The second lecture in this segment was delivered by James Reiffel from Columbia University Medical Center in New York (NY, USA) and covered the issue of the pathogenesis of AF. He noted that AF is more common in hypertension, that all atrial arrhythmias increased in incidence with increasing left ventricular dysfunction, and that left atrial size is a marker of chronicity. He reiterated the role of comorbidities in AF prevalence such as obstructive sleep apnea and pointed out that the signals that initiate AF arise in the pulmonary veins.

He discussed several clinical aspects of AF, noting that hypertensives with left ventricular hypertrophy or coronary ischemia had worse symptomatology and worse prognosis with AF. He reviewed the CHADS₂ scoring system for AF, which is used to assess the risk/benefit of anticoagulation in AF [3]. The C is for congestive HF, the H is for hypertension, the A for age more than 75 years, the D for diabetes and the S for stroke. A point scoring system (allotting points for the presence of each of the five factors) helps to support the decision to anticoagulate in AF. From trials of antithrombotic therapies he made the point, with respect to warfarin, that half the people who are candidates for warfarin actually received it, and that half of those who receive it have International Normalized Ratios that are in the guideline range for AF; sobering statistics. He closed by reinforcing the connection between hypertension and AF, noting that anticoagulant therapy does improve outcomes, and that the prognosis when hypertension and AF occur together is worse than the outlook of either occurring alone.

The last of the nine lectures was given by Prakash Deedwania from The University of California San Francisco in Fresno (CA, USA) covering HF with preserved ejection fraction (HFPEF). He initiated the discussion noting that HFPEF is more common in the older people, diabetics, those with left ventricular hypertrophy and those with CKD.

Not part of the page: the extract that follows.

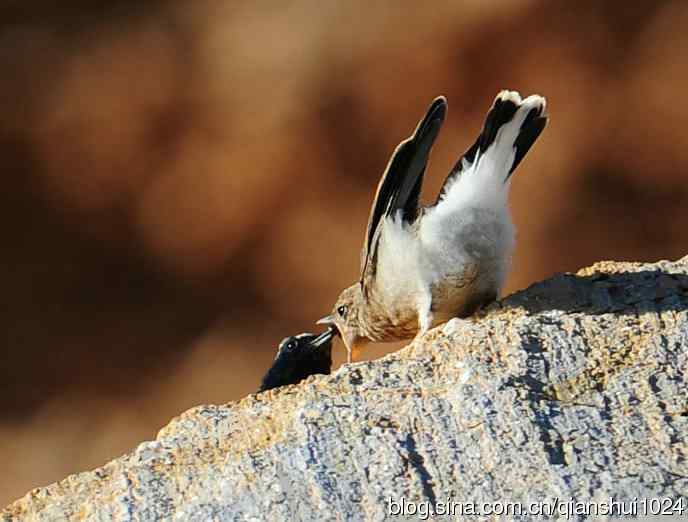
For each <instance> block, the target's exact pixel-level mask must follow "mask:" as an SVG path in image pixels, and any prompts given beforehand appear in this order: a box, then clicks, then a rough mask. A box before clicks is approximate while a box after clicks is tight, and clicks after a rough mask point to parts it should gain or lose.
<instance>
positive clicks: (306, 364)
mask: <svg viewBox="0 0 688 522" xmlns="http://www.w3.org/2000/svg"><path fill="white" fill-rule="evenodd" d="M334 333H335V329H334V328H329V329H327V330H326V331H325V332H323V333H321V334H320V335H315V334H310V333H302V334H299V335H294V336H292V337H286V338H285V339H283V340H282V342H281V343H280V345H279V348H277V356H275V360H274V362H273V363H272V366H271V367H270V369H269V370H268V371H267V373H266V374H265V376H264V377H263V382H262V384H261V386H260V390H259V391H261V392H262V391H266V390H271V389H272V388H277V387H279V386H286V385H287V384H296V383H298V382H301V381H302V380H304V379H305V378H306V377H308V376H310V375H314V374H317V373H321V374H329V373H330V369H331V368H332V337H333V336H334Z"/></svg>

He discussed the approach to HF evaluation, beginning with determining the ejection fraction, typically by echocardiography. Next steps are excluding noncardiac causes (such as pulmonary embolism), and then looking closely to see if valvular disease or cardiomyopathy are present. A stress test and even angiography (based on clinical judgment) are appropriate steps in some patients, however, measurement of ventricular diastolic function (by evaluating the A and E wave relationships on echocardiography) is not recommended because these measurements can be misleading and look ‘normal’ (‘pseudonormalization’) as ventricular function declines. He reviewed the treatment options in HFPEF, which are symptoms based, rather than evidence based and contrasted systolic HF with HFPEF noting that:

• • Systolic HF has an evidence base for management;

• • Treatment is based on outcomes in randomized trials;

• • Systolic HF has a reasonable consensus agreement on its pathophysiology.

By contrast, HFPEF is lacking in most of the above. He reviewed why people with HFPEF decompensate, including salt and water intake excess, diuretic under usage, use of NSAIDs, intercurrent or worsened comorbidities like anemia and CKD, worsened coronary ischemia, AF and iatrogenic volume overload.

In reviewing trial evidence for HFPEF therapy, he noted that renin–angiotensin system blockade did not improve outcomes, stressing prevention (e.g., through guideline management of hypertension).

The highlights were a great start to 3.5 days of outstanding science in the field of hypertension. The American Society of Hypertension website [101] can be consulted for details on the rest of the program.

Financial & competing interests disclosure

The author has no relevant affiliations or financial involvement with any organization or entity with a financial interest in or financial conflict with the subject matter or materials discussed in the manuscript. This includes employment, consultancies, honoraria, stock ownership or options, expert testimony, grants or patents received or pending, or royalties.

No writing assistance was utilized in the production of this manuscript.